Hey Scott. Can you clarify where you are seeing this in the site? Everything in the study
guide and compendium references the max 10% Cabernet Sauvignon. The AOP document
speaks to it being an accessory variety, and can be planted to a maximum of 10%.
Cabernet Franc has to be the majority, and often assemblage is per encepagement if not
listed otherwise.

Offline Hak Soo Kim 4 months ago


I believe Quarts de Chaume AOP is approximately 45 hectares, not 54 hectares. It is five hectares
smaller than Clos de Vougeot AOP, which is about 50 hectares. Information on the compendium is
correct, but I think "54 hectares" on this page is an error...

Offline Jonathan Ross 4 months ago in reply to Hak Soo Kim


Thanks, and updated

Offline Vincent Morrow 8 months ago


Hi Juan David Quintero the question has been updated to include these full names.
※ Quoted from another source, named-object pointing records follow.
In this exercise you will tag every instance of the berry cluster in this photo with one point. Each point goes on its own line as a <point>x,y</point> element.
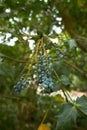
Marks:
<point>59,54</point>
<point>21,84</point>
<point>44,73</point>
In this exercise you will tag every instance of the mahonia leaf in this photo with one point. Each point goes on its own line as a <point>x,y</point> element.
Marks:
<point>67,117</point>
<point>65,80</point>
<point>82,104</point>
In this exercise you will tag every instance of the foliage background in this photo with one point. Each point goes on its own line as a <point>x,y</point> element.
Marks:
<point>23,22</point>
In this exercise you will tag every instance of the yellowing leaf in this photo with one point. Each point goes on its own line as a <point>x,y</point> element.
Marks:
<point>44,127</point>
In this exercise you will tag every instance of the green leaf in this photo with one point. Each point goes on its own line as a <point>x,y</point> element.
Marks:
<point>67,117</point>
<point>82,104</point>
<point>65,80</point>
<point>72,44</point>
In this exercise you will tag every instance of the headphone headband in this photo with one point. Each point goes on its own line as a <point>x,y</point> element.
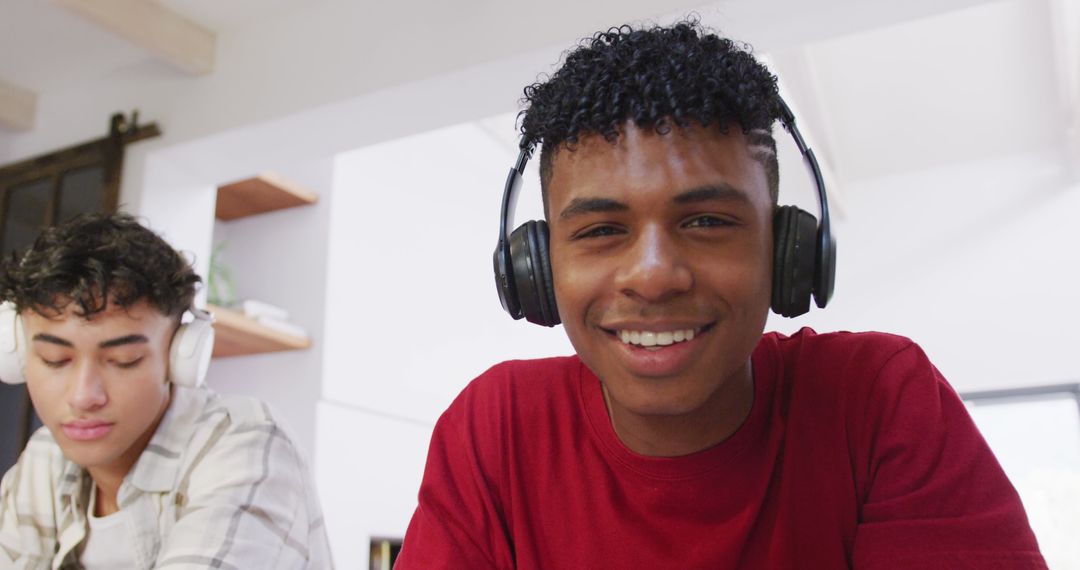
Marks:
<point>523,271</point>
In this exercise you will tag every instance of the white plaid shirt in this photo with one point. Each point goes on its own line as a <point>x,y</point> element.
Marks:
<point>218,486</point>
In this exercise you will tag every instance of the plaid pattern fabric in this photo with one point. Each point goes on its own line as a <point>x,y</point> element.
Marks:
<point>218,486</point>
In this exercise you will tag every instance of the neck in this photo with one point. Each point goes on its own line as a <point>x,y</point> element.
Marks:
<point>713,422</point>
<point>108,477</point>
<point>108,486</point>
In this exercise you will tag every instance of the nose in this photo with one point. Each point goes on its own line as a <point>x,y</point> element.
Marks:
<point>88,392</point>
<point>655,269</point>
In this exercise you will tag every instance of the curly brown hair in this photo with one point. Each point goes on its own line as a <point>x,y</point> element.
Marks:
<point>658,78</point>
<point>94,259</point>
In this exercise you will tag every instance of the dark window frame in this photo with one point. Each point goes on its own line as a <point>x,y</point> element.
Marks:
<point>108,154</point>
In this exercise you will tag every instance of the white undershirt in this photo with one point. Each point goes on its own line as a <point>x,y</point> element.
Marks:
<point>108,545</point>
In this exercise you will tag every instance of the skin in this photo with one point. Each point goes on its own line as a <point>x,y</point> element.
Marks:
<point>106,374</point>
<point>662,232</point>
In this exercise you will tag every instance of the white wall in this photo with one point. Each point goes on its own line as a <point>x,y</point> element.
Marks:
<point>975,261</point>
<point>280,258</point>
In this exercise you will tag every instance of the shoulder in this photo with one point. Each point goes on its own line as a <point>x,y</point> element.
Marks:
<point>844,357</point>
<point>207,409</point>
<point>40,464</point>
<point>517,382</point>
<point>514,393</point>
<point>207,426</point>
<point>866,349</point>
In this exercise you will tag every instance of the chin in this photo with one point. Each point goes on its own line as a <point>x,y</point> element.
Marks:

Previously it was only
looking for these answers without the Domaine attached to it (IE Baumard). Thanks!

Offline Juan David Quintero 12 months ago


In the "intermediate" level in the review section appears a question that no matter what I answer is
never right:

-Who is the producer of "Clos du Papillon"?

there could be 3 answers to this:

Domaine des Forges

Domaine Du Closel

Domaine des Baumard

none of these work.

Offline Kent Benson over 1 year ago


Cyril, yes Valençay is certainly in the political region of Centre. But, the political region of Centre and
the wine area of Centre are very different. The political region of Centre also includes the AOCs of
Chinon, Vouvray, and Touraine, but they are firmly assigned to the Touraine subregion for Loire
Valley wine, not Centre. Virtually all such questions posed in wine quizzes and exams are asking for
the wine region name and not the official political region name.